4.3.1 Organisasi Masyarakat
Rancangan pembangunan masyarakat desa sejak lama ditengarai tidak dilandasi kebutuhan dasar dan kearifan lokal. Bahkan ada kecenderungan untuk menyeragamkan dan mengabaikan potensi besar yang dimiliki masyarakat di desa seperti semangat kesetiakawanan, gotong royong, dan kesukarelaan. Sebagai upaya untuk pengentasan kemiskinan di kawasan pedesaan, Japan International Cooperation Agency (JICA) mendorong sebuah sistem untuk mendukung pembangunan desa di Kabupaten Takalar, bekerjasama dengan Pemerintah Daerah Kabupaten Takalar, Provinsi Sulawesi Selatan. Dukungan JICA ini dimulai dari Maret 1997 dan berakhir Februari 2002.
Merasakan manfaat dari Sistem Dukungan Terpadu Pembangunan di Desa (Sisduk), Pemerintah Daerah Kabupaten Takalar mereplikasi model ini ke seluruh desa/kelurahan di wilayahnya. Sejumlah Peraturan Daerah dan Keputusan Bupati telah dikeluarkan sebagai bukti keseriusan Kabupaten Takalar menerapkan model ini dalam program penanggulangan kemiskinan di pedesaan.
Ada tiga asas yang hendak dicapai oleh program Sisduk ini yaitu mendorong kegiatan pembangunan desa yang partisipatif melalui metode pendampingan yang sesuai dengan karakteristik masyarakat di tiap desa; mendorong perencanaan dan penganggaran yang partisipatif guna membuka ruang bagi masyarakat dalam mengatasi kemiskinan dan menyusun strategi pembangunan bersama sesuai situasi dan kondisi setempat.
Potensi masyarakat desa yang terabaikan merupakan topik penting dalam mengatasi kemiskinan. Kesalahan dalam menilai potensi masyarakat desa seringkali mendorong mereka ke dalam jurang kemiskinan ketimbang mengeluarkan mereka dari belenggu kemiskinan.
Sistem Dukungan Terpadu memberi jawaban yang lebih konkrit dan membuka ruang bagi masyarakat desa untuk berinisiatif melaksanakan kegiatan bersama dengan memobilisasi dan menggunakan sumberdaya yang ada tanpa menunggu persetujuan dari pemerintah daerah dalam memenuhi kebutuhan masyarakat desa. Setidaknya, pelaksanaan program ini yang didorong oleh JICA selama lima tahun telah mengatasi kendala tidak efektifnya program penanggulangan kemiskinan di desa yakni kurangnya transparan dan ketidakadilan dalam proses evaluasi kebutuhan dan perencanaan anggaran pembangunan desa.
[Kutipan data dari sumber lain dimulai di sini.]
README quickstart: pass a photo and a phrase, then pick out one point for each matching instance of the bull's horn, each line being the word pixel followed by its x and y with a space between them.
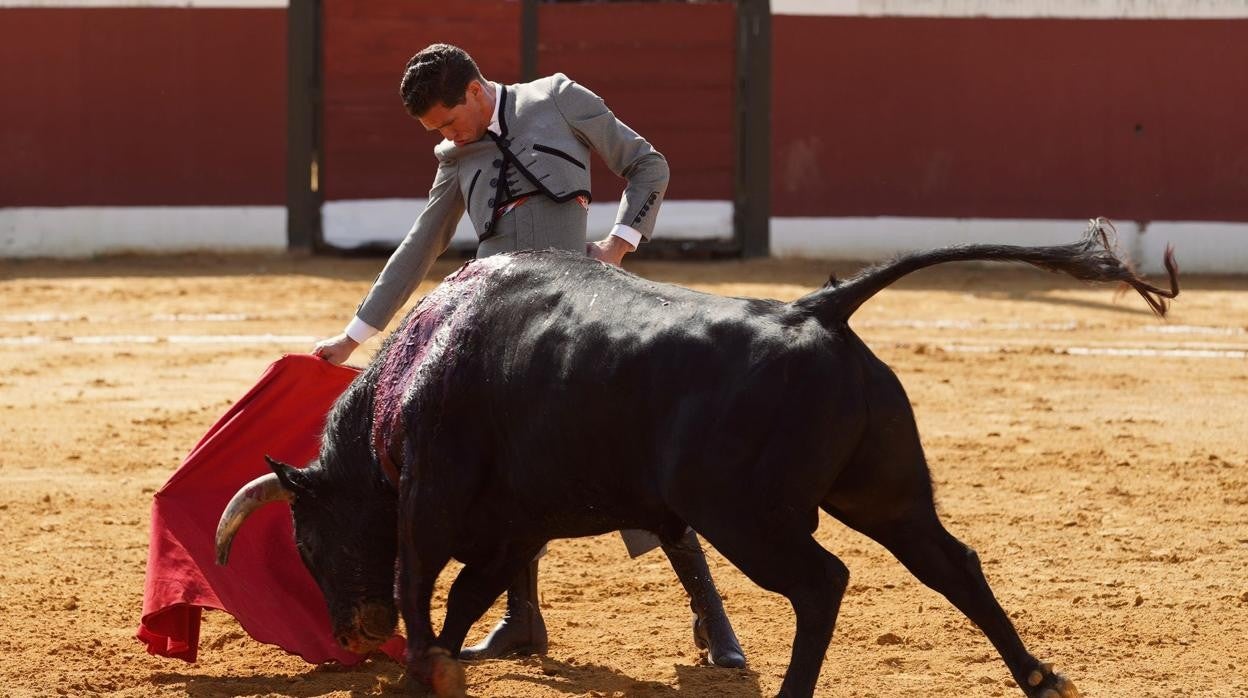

Sistem Dukungan Terpadu menargetkan pelembagaan sistem administrasi daerah untuk menanggulangi kemiskinan di desa, dengan menyediakan pelayanan sanitasi, kesehatan, kesejahteraan, dan usaha rakyat dengan mengajak partisipasi aktif masyarakat desa. Masyarakat secara berkelompok menyusun rencana kegiatan dengan didampingi fasilitator dan melalui serangkaian pemeriksaan (verifikasi) oleh Tim Asistensi Kecamatan agar dapat menyusun rencana yang mudah (realistis), jelas, dan berskala kecil untuk diimplementasikan di tingkat desa.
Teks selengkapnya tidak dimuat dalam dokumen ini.